It’s revolting to watch the outpouring of morbid glee at the death of Baroness Thatcher from the British left–not from Occupy Wall Street fringe elements, but from trade union leaders and senior Labor MPs. London’s Daily Mail today reports:
Paul Kenny, general secretary of the GMB union, said: ‘Mrs Thatcher will be remembered by many for the destructive and divisive policies she reigned over which in the end, even in the Tory Party, proved to be her downfall. Her legacy involves the destruction of communities, the elevation of personal greed over social values and legitimising the exploitation of the weak by the strong.’
Labour shadow pensions minister Gregg McClymont came under fire for ‘condoning’ an inflammatory tweet about the former Conservative prime minister. He was accused of being ‘extremely foolish’ when he described a university student’s political views as ‘spot-on’ following a reference to Lady Thatcher a ‘f***** witch’.
Dancing on the grave of one’s political opponents is unthinkable in American terms. In part this is because any American president bears the dignity of the office of head of state, while a British prime minister is a servant of the sovereign. But that does not explain the eruption of hatred against a dignified, intelligent, and principled woman who led her country longer than any 20th-century prime minister–almost as long as Franklin Roosevelt led the United States. This eruption of hatred is inexcusable. But it is not entirely inexplicable.
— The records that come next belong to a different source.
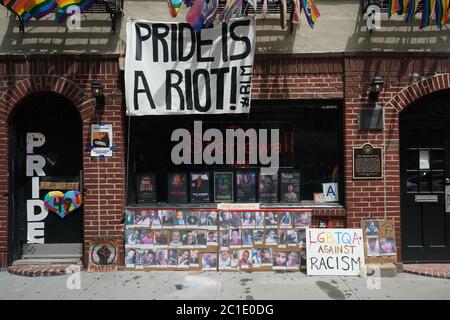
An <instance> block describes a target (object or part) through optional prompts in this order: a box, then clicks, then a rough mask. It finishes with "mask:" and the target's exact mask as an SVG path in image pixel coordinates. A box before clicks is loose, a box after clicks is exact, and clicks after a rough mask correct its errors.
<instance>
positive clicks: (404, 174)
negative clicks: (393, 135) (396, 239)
mask: <svg viewBox="0 0 450 320" xmlns="http://www.w3.org/2000/svg"><path fill="white" fill-rule="evenodd" d="M449 100H450V95H449V93H448V92H446V93H441V94H437V95H433V96H430V97H428V98H425V99H422V100H420V101H418V102H417V103H415V104H414V105H412V106H410V107H408V108H407V109H406V110H405V112H404V113H402V114H401V116H400V129H401V132H400V137H401V212H402V216H401V227H402V255H403V261H404V262H448V261H450V212H447V211H449V208H447V209H446V201H447V200H448V197H449V196H450V195H446V185H448V187H447V191H448V192H450V104H449Z"/></svg>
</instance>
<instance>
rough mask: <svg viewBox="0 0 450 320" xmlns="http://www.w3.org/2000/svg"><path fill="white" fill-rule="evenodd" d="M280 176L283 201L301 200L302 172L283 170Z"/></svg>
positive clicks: (283, 201) (281, 199) (280, 186)
mask: <svg viewBox="0 0 450 320" xmlns="http://www.w3.org/2000/svg"><path fill="white" fill-rule="evenodd" d="M280 177H281V179H280V198H281V199H280V200H281V202H300V173H299V172H281V174H280Z"/></svg>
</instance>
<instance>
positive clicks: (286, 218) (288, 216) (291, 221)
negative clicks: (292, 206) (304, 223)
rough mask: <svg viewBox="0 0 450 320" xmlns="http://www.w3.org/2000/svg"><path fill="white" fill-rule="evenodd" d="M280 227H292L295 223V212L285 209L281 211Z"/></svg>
mask: <svg viewBox="0 0 450 320" xmlns="http://www.w3.org/2000/svg"><path fill="white" fill-rule="evenodd" d="M279 220H280V223H279V225H278V226H279V228H281V229H291V228H292V226H293V224H294V222H293V221H294V218H293V213H292V212H290V211H283V212H280V213H279Z"/></svg>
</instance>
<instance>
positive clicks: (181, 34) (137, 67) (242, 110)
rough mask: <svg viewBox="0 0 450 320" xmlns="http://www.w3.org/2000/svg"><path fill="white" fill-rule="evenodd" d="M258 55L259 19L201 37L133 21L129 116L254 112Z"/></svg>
mask: <svg viewBox="0 0 450 320" xmlns="http://www.w3.org/2000/svg"><path fill="white" fill-rule="evenodd" d="M254 53H255V19H254V17H250V18H242V19H235V20H231V21H230V22H228V23H222V24H217V25H214V27H213V28H209V29H202V30H200V31H199V32H195V31H194V29H193V28H192V27H191V26H190V25H189V24H187V23H163V22H148V21H142V20H129V21H128V23H127V51H126V57H125V87H126V89H125V98H126V104H127V115H138V116H140V115H162V114H215V113H216V114H217V113H248V112H249V111H250V95H251V92H250V89H251V78H252V70H253V57H254Z"/></svg>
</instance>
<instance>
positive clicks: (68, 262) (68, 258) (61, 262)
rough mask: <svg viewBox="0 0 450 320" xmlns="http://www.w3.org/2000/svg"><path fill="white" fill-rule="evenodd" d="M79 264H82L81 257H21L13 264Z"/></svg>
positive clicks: (18, 264)
mask: <svg viewBox="0 0 450 320" xmlns="http://www.w3.org/2000/svg"><path fill="white" fill-rule="evenodd" d="M56 264H58V265H72V264H73V265H79V266H82V263H81V260H80V258H79V257H78V258H72V257H68V258H66V257H64V258H37V257H34V258H29V259H21V260H16V261H14V262H13V264H12V265H13V266H23V265H56Z"/></svg>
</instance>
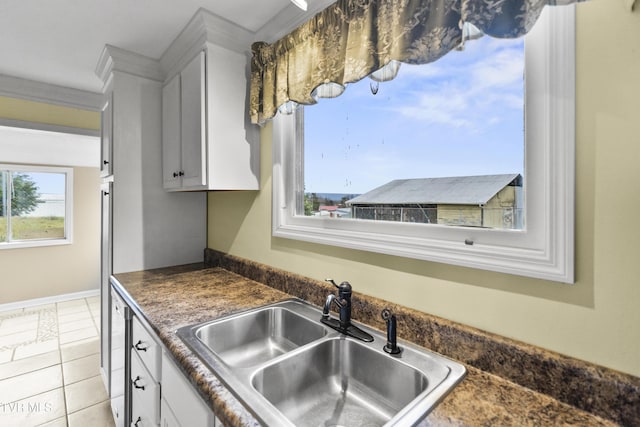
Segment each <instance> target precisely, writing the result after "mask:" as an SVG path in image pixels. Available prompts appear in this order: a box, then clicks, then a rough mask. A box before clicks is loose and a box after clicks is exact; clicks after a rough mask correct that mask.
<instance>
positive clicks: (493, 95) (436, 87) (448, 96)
mask: <svg viewBox="0 0 640 427" xmlns="http://www.w3.org/2000/svg"><path fill="white" fill-rule="evenodd" d="M523 60H524V50H523V39H518V40H499V39H493V38H490V37H483V38H481V39H479V40H475V41H471V42H467V44H466V46H465V50H464V51H462V52H458V51H452V52H450V53H449V54H447V55H446V56H444V57H443V58H441V59H440V60H438V61H436V62H434V63H432V64H426V65H407V64H402V66H401V67H400V72H399V75H398V77H396V79H394V80H392V81H390V82H385V83H380V87H379V90H378V93H377V94H376V95H373V94H372V92H371V89H370V82H371V80H370V79H368V78H366V79H364V80H362V81H360V82H358V83H355V84H352V85H349V86H348V87H347V89H346V91H345V92H344V94H342V95H341V96H340V97H338V98H334V99H323V100H320V102H319V103H318V104H316V105H313V106H309V107H306V108H305V190H306V191H307V192H318V193H325V192H335V193H364V192H366V191H369V190H371V189H373V188H375V187H377V186H379V185H382V184H384V183H386V182H389V181H391V180H393V179H400V178H427V177H439V176H458V175H482V174H496V173H512V172H519V173H522V171H523V157H524V136H523V130H524V129H523V128H524V124H523V117H524V116H523V114H524V112H523V105H524V99H523V69H524V62H523Z"/></svg>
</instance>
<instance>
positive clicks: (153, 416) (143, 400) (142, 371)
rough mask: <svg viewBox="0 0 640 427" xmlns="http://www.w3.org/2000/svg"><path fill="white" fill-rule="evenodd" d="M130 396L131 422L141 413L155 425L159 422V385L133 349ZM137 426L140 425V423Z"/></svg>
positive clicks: (131, 359) (136, 417)
mask: <svg viewBox="0 0 640 427" xmlns="http://www.w3.org/2000/svg"><path fill="white" fill-rule="evenodd" d="M131 396H132V408H131V413H132V417H131V421H132V423H133V422H135V421H136V420H137V419H138V417H141V414H148V415H149V421H152V422H153V425H157V424H158V423H159V422H160V385H159V384H158V383H157V382H156V381H155V380H154V379H153V377H152V376H151V374H150V373H149V372H148V371H147V369H146V368H145V367H144V365H143V364H142V361H141V360H140V358H139V357H138V355H137V354H136V353H135V352H134V351H133V350H132V351H131ZM141 418H143V417H141ZM138 426H139V427H140V424H138Z"/></svg>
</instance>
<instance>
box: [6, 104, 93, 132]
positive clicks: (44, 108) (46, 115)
mask: <svg viewBox="0 0 640 427" xmlns="http://www.w3.org/2000/svg"><path fill="white" fill-rule="evenodd" d="M0 118H3V119H11V120H24V121H27V122H36V123H46V124H49V125H58V126H68V127H75V128H81V129H92V130H100V113H97V112H94V111H87V110H81V109H78V108H70V107H62V106H59V105H51V104H45V103H42V102H33V101H26V100H23V99H15V98H8V97H6V96H0Z"/></svg>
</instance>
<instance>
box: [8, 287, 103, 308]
mask: <svg viewBox="0 0 640 427" xmlns="http://www.w3.org/2000/svg"><path fill="white" fill-rule="evenodd" d="M99 295H100V289H92V290H89V291H82V292H72V293H69V294H62V295H53V296H50V297H43V298H34V299H30V300H24V301H16V302H9V303H6V304H0V313H2V312H3V311H9V310H17V309H19V308H26V307H34V306H37V305H45V304H53V303H56V302H62V301H69V300H72V299H80V298H89V297H94V296H99Z"/></svg>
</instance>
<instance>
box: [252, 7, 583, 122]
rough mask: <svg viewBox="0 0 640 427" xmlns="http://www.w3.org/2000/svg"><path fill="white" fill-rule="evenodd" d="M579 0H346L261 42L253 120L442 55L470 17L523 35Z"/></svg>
mask: <svg viewBox="0 0 640 427" xmlns="http://www.w3.org/2000/svg"><path fill="white" fill-rule="evenodd" d="M574 1H576V0H338V1H337V2H336V3H334V4H333V5H331V6H329V7H328V8H327V9H325V10H324V11H322V12H320V13H319V14H317V15H316V16H315V17H314V18H312V19H311V20H309V21H308V22H306V23H305V24H303V25H301V26H300V27H298V28H297V29H296V30H294V31H293V32H291V33H290V34H289V35H287V36H285V37H284V38H282V39H281V40H278V41H277V42H275V43H272V44H267V43H263V42H258V43H254V44H253V46H252V50H253V58H252V64H251V100H250V115H251V121H252V122H253V123H264V122H266V121H267V120H269V119H271V118H273V117H274V116H275V114H276V112H277V111H278V108H279V107H281V106H284V105H291V103H298V104H306V105H308V104H314V103H315V102H316V100H315V98H316V97H322V96H336V95H339V94H340V93H342V90H343V88H344V85H346V84H348V83H353V82H356V81H358V80H360V79H362V78H364V77H366V76H368V75H370V74H372V73H373V72H375V71H377V70H379V69H380V68H382V67H383V66H385V65H387V64H389V63H391V65H393V64H394V63H393V62H392V61H397V62H404V63H410V64H426V63H429V62H432V61H435V60H436V59H438V58H440V57H441V56H443V55H445V54H446V53H447V52H449V51H450V50H452V49H454V48H456V47H457V46H459V45H460V44H461V42H462V41H463V37H464V35H463V29H464V28H465V26H464V25H463V24H465V23H467V24H473V25H474V26H475V27H477V28H478V29H480V30H481V31H482V32H484V33H485V34H488V35H490V36H494V37H519V36H522V35H524V34H526V33H527V32H528V31H529V30H530V29H531V27H533V24H534V23H535V22H536V20H537V19H538V16H539V15H540V12H541V11H542V9H543V7H544V6H545V5H549V4H553V5H555V4H568V3H573V2H574ZM577 1H580V0H577ZM389 67H390V66H388V67H387V68H389ZM396 71H397V67H396ZM393 76H394V74H393V73H391V75H390V77H383V78H393ZM319 91H324V92H329V93H330V94H329V95H323V94H322V93H319Z"/></svg>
The victory of the West in the Cold War would have been impossible without her. The book to read is The President, the Pope and the Prime Minister, by her close adviser and friend John O’Sullivan (I reviewed it when it first appeared in 2007).
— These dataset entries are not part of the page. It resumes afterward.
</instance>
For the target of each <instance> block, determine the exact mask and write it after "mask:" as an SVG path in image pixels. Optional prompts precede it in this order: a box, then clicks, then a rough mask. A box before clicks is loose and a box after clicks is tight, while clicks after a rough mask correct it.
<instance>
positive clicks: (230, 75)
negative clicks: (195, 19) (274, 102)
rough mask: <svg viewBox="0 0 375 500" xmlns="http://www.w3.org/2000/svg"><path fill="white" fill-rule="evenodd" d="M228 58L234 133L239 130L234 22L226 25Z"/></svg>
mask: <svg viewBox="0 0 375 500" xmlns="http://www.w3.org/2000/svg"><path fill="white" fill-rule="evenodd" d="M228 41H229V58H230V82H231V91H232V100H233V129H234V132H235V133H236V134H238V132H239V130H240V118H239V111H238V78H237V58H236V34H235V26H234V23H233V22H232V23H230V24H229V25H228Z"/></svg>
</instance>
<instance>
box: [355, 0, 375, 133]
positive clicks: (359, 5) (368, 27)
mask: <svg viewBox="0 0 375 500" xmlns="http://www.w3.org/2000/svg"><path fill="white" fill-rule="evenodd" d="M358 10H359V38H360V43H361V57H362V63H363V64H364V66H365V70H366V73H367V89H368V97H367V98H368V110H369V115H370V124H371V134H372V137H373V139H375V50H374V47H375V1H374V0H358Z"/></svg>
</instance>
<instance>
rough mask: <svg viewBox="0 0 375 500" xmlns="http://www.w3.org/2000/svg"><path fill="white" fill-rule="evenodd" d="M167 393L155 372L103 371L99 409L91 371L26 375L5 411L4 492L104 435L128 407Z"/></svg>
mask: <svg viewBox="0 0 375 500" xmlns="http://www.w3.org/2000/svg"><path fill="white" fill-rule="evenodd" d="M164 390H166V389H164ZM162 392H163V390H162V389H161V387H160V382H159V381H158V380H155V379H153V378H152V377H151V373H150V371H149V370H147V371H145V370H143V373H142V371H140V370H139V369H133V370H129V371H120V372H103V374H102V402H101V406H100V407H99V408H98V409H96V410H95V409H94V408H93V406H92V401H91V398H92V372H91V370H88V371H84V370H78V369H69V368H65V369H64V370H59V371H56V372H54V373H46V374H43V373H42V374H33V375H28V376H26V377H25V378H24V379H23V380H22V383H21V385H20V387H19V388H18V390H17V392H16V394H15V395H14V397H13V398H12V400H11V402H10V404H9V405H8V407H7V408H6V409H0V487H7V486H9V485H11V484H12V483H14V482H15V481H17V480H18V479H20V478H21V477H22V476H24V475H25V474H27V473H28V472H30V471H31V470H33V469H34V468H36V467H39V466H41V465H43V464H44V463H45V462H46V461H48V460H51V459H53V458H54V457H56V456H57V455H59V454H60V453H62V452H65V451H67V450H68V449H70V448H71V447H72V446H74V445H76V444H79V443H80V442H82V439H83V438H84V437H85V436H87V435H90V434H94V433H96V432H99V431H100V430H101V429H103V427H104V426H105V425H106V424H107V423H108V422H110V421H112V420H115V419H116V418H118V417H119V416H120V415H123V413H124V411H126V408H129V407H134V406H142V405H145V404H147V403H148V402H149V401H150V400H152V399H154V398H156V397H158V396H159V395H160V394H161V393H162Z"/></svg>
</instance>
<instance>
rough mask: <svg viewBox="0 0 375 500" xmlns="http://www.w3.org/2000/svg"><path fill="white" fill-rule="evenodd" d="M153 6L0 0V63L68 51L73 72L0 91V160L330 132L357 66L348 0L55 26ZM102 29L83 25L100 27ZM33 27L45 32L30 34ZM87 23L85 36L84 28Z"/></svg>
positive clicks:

Baroness Thatcher was a great woman, one of the few political leaders to change a country’s direction for the better. During the 11 years of her ministry the compound annual growth rate of per capita real national income was 2.5%, compared to just 1.9% during the preceding 11 years of (mainly) Labour governments. She believed in free markets and unleashed a wave of creative destruction that reshaped much of England.
I spent two years in London as a graduate student in the mid-1970s, when the city had a characteristic stink: few had central heating and all the buildings reeked of mildew. Civil servants wore old shirts with frayed collars and smoked their cigarettes down to the stub. Billboards advertised “barley wine” as the drink with the most alcohol for the money. The docklands looked like a post-apocalyptic ruin. When I came back to London as an investment banker in the 1990s, it was a transformed city. The docklands had become prime real estate and the city overflowed with money. Taxi drivers speculated in the real estate market and immigrants from all over Europe flocked to London; there were French bus drivers, Spanish waiters, Portuguese hotel staff, and Polish carpenters. It was a pleasure to hear Jamaican cabdrivers inveigh against the lazy (overwhelmingly white) spongers living on the dole in the Midlands and the north of England, while good jobs went to foreigners.
Last month I stopped briefly in London for business, and found myself hoping that I never would return; it reminds me too much of what might become of us. It is the great capital city of a great nation where the British are entirely marginalized. At the top, Arab and Russian money has turned Knightsbridge and Belgravia and South Kensington into an impossibly priced theme park for absentee owners. At the bottom, what used to be the Cockney London–within earshot of the bells of the Bow Church–has become Little Bengal.